Variant on Sequence-Based enumeration of permutations

Question

This is a follow up on this thread, which main issue was to iterate over all permutations of an array, that is given ["a","b","c"], obtain ["bca","acb".. etc], using an iterator.

Thanks to Martin R's insights, and also his inputs in another thread, I came up with another possible solution for the 'Sequence-Based enumeration of permutations' problem using iterators. The issue is that I'm not sure I have all permutations although there are good indications they're all there. The algorithm is guaranteed to provide n! permutations at the most, with no duplicates.

The idea behind this approach is the following, say there's an array a=["a","b","c"...], of size n. Listing all permutations can be viewed as picking elements from bags:

■
■
■
■       ■  
■       ■  ■
■ ...   ■  ■  ■

0 ...  n-3 n-2 n-1

So the algorithm takes the initial array, and removes a row, pass it recursively until there is no row left. At this point, if an iterator can be found, all individual permutations can be addressed independently. The iterator is hidden in FactorialSequence below, where a method next() allows to move from adjacents points.

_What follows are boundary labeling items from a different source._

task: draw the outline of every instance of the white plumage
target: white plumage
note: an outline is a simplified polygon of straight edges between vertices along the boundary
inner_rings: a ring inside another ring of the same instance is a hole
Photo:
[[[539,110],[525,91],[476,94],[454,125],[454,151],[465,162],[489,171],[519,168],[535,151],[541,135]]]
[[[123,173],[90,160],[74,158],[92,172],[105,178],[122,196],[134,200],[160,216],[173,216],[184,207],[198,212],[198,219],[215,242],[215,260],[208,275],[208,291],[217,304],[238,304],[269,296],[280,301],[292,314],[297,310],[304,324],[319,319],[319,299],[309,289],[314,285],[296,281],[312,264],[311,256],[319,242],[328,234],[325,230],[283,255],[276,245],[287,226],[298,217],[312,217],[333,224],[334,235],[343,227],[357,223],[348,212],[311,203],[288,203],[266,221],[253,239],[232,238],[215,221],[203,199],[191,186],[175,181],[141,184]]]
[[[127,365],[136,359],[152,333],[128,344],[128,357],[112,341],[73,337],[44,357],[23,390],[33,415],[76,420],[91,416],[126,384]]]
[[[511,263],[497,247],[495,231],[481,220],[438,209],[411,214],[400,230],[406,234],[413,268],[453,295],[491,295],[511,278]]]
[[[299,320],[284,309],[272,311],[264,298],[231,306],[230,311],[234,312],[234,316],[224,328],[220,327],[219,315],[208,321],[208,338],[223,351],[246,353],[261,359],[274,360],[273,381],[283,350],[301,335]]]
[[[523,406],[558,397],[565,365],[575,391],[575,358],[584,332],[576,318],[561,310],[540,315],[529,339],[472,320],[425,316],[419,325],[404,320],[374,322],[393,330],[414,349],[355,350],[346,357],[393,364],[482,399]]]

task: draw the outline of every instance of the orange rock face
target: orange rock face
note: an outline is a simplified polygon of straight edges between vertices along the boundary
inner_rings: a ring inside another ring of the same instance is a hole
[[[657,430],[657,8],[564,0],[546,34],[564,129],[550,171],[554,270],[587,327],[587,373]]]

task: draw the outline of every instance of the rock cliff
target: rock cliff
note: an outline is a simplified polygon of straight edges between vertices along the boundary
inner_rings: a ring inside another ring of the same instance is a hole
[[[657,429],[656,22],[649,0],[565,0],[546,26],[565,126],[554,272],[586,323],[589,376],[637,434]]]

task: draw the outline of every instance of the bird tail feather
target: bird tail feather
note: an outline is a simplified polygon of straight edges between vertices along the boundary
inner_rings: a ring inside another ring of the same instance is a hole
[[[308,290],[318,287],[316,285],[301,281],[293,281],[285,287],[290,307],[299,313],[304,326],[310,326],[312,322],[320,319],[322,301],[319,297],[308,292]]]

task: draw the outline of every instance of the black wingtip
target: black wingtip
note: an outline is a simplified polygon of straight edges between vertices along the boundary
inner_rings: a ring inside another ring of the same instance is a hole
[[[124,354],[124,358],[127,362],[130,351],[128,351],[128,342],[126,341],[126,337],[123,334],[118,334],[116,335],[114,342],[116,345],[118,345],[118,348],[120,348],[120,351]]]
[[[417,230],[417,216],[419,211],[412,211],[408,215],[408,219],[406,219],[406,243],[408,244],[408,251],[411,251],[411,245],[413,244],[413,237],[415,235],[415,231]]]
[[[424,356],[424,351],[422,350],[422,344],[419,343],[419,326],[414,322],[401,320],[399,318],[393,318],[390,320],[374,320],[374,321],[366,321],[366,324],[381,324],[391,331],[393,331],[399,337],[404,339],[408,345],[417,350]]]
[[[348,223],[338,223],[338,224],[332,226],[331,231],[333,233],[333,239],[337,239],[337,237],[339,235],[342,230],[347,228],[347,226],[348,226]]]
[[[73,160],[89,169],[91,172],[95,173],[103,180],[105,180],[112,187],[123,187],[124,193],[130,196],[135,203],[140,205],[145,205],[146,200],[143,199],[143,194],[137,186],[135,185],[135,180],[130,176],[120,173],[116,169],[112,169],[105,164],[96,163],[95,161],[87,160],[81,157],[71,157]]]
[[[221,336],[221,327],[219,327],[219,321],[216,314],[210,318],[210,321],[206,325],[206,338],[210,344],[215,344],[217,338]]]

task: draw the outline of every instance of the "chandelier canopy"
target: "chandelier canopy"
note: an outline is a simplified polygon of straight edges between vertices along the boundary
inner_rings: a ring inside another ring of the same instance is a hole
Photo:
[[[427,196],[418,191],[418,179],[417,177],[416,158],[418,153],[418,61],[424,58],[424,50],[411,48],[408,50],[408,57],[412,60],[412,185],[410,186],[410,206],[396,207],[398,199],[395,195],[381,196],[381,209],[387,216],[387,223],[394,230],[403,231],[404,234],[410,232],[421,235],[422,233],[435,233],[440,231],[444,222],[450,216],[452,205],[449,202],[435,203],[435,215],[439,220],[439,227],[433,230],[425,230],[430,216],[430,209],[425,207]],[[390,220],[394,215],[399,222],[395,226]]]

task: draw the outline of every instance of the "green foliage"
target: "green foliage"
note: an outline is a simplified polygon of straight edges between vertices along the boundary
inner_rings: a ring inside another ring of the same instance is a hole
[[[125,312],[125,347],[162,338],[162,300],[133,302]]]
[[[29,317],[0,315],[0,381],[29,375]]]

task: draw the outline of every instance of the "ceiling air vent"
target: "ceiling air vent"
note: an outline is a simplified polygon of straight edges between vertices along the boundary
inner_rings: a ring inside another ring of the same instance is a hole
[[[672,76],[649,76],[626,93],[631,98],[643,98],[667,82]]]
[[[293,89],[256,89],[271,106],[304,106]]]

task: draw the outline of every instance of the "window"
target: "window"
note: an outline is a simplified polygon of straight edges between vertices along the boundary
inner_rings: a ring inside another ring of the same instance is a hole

public struct FactorialSequence : Sequence, IteratorProtocol {

    private var current: [Int]

    public init(size:Int) {
        self.current = Array(repeating: 0, count: size)
    }

    public mutating func next() -> [Int]? {
        return self.__next();
    }

    private mutating func __next() -> [Int]? {
        var next = current
        defer {
            current = next;
        }

        for i in self.current.indices.reversed() {
            if next[i] < current.count - i - 1  {
                next[i] += 1
                return next;
            }
            next[i] = 0
        }
        return nil
    }
}

func permute(seq:[String],at:[Int]) -> String? {
    if seq.count > 0 {
        var ss = seq;
        let uu = seq[at.first!]
        var cc = at;
        _ = ss.remove(at: cc.first!)
        _ = cc.remove(at: 0);
        return uu + (permute(seq:ss,at:cc) ?? "")
    }
    return nil ;
}

the permute() function is called passing the iterator (an array) calculated from FactorialSequence:

var fs = FactorialSequence(size: 3)
print("\(fs.current):\(permute(seq:["a","b","c"], at: fs.current)!)")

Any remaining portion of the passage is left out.